It should be further noted that the division of the modules of the above apparatus is only a logical division, and the actual implementation may be wholly or partially integrated into one physical entity, or may be physically separated. And these units can be implemented entirely in software, invoked by a processing element; or may be implemented entirely in hardware; and part of the modules can be realized in the form of calling software by the processing element, and part of the modules can be realized in the form of hardware.
For example, the processing module 302 may be a separate processing element, or may be integrated into a chip of the apparatus, or may be stored in a memory of the apparatus in the form of program code, and a processing element of the apparatus calls and executes the functions of the processing module 302. Other modules are implemented similarly. In addition, all or part of the modules can be integrated together or can be independently realized. The processing element described herein may be an integrated circuit having signal processing capabilities. In implementation, each step of the above method or each module above may be implemented by an integrated logic circuit of hardware in a processor element or an instruction in the form of software.

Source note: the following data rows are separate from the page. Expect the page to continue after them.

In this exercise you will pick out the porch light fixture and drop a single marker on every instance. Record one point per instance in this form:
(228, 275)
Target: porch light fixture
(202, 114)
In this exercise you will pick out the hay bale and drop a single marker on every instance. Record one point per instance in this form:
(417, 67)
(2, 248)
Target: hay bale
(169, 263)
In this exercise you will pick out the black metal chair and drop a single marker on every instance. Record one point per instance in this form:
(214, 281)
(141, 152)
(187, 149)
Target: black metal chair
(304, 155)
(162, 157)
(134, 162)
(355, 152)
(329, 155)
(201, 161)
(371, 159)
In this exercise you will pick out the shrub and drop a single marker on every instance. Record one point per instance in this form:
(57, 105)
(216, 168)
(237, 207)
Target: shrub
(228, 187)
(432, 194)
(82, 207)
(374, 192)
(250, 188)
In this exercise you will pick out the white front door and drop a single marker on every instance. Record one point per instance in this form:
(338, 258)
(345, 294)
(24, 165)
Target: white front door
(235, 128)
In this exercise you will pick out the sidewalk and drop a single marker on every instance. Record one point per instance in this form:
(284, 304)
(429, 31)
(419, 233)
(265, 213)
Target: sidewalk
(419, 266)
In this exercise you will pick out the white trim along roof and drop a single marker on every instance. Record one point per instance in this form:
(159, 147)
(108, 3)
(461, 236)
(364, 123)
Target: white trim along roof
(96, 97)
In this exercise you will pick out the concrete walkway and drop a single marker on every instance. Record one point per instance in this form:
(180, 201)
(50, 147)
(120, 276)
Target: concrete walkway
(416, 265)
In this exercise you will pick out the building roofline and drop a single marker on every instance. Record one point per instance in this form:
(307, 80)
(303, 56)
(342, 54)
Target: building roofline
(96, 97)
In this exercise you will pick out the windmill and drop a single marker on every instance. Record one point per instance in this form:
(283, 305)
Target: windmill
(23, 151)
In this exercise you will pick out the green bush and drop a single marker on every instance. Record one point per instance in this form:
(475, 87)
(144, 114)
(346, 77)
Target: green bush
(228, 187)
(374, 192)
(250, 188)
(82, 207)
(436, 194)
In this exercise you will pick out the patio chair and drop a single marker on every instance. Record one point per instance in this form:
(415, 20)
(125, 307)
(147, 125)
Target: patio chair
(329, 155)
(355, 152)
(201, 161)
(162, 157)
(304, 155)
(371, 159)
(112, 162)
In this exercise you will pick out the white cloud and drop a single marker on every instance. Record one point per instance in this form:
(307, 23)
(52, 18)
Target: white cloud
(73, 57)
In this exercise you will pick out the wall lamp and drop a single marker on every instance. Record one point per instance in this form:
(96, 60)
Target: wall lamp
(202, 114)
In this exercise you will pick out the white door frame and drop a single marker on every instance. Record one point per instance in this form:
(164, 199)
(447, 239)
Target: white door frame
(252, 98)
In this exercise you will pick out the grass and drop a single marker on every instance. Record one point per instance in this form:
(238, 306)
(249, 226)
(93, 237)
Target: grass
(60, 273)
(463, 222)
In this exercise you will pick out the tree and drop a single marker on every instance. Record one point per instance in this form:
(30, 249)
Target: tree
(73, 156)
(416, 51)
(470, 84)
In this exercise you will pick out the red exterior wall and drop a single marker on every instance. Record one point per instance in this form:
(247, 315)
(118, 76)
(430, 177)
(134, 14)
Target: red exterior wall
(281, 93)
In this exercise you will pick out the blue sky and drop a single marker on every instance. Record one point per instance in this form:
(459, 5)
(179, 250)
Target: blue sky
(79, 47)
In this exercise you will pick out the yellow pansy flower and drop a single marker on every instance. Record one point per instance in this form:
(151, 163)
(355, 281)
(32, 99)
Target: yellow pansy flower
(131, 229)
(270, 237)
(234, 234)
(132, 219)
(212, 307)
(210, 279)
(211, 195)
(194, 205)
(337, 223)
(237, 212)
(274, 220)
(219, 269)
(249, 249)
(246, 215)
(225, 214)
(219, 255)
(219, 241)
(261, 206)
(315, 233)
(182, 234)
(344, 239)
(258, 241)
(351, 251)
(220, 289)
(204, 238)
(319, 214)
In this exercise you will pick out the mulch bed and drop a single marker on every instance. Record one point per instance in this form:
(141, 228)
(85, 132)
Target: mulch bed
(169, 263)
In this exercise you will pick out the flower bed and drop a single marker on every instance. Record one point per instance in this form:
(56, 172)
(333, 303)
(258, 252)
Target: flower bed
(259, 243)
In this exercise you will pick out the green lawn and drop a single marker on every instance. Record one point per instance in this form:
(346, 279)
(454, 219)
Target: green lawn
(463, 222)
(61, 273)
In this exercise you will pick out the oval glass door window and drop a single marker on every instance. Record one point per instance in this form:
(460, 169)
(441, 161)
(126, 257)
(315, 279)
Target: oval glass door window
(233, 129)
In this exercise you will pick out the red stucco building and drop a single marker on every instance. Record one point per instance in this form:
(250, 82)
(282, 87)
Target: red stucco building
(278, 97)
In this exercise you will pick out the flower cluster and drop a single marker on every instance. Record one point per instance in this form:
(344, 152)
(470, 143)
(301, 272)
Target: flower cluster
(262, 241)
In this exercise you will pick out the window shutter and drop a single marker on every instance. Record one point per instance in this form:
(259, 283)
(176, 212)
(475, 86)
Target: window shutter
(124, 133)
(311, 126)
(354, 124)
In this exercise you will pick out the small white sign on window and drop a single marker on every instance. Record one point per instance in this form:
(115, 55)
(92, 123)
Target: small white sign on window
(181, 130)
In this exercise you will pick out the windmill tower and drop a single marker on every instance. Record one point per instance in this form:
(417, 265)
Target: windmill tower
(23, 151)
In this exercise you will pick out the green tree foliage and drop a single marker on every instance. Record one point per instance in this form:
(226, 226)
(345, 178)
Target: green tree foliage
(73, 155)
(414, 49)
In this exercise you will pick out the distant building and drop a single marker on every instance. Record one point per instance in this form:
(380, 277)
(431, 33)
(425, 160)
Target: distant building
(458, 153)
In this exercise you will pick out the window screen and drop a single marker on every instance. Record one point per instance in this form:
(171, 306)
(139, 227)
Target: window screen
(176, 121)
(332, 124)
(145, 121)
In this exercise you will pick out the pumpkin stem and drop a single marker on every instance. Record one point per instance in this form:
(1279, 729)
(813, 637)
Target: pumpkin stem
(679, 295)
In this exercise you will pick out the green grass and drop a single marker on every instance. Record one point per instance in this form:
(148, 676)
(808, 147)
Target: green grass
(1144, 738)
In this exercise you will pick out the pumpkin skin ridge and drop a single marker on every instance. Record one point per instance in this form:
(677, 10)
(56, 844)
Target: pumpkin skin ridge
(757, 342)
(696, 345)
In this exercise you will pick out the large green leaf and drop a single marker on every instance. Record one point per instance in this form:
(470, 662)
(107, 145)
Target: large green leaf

For example, the above modules may be one or more integrated circuits configured to implement the above methods, such as: one or more Application Specific Integrated Circuits (ASICs), or one or more microprocessors (DSPs), or one or more Field Programmable Gate Arrays (FPGAs), among others. For another example, when one of the above modules is implemented in the form of a Processing element scheduler code, the Processing element may be a general-purpose processor, such as a Central Processing Unit (CPU) or other processor capable of calling program code. For another example, these modules may be integrated together and implemented in the form of a system-on-a-chip (SOC).
Fig. 4 is a schematic structural diagram of a computer device according to an embodiment of the present application. As shown, the computer device 400 includes: a memory 401, and a processor 402; the memory 401 is used for storing computer instructions; the processor 402 executes computer instructions to implement the method described in fig. 1.
In some embodiments, the number of the memories 401 in the computer device 400 may be one or more, the number of the processors 402 may be one or more, and fig. 4 is taken as an example.
In an embodiment of the present application, the processor 402 in the computer device 400 loads one or more instructions corresponding to processes of an application program into the memory 401 according to the steps described in fig. 1, and the processor 402 executes the application program stored in the memory 402, thereby implementing the method described in fig. 1.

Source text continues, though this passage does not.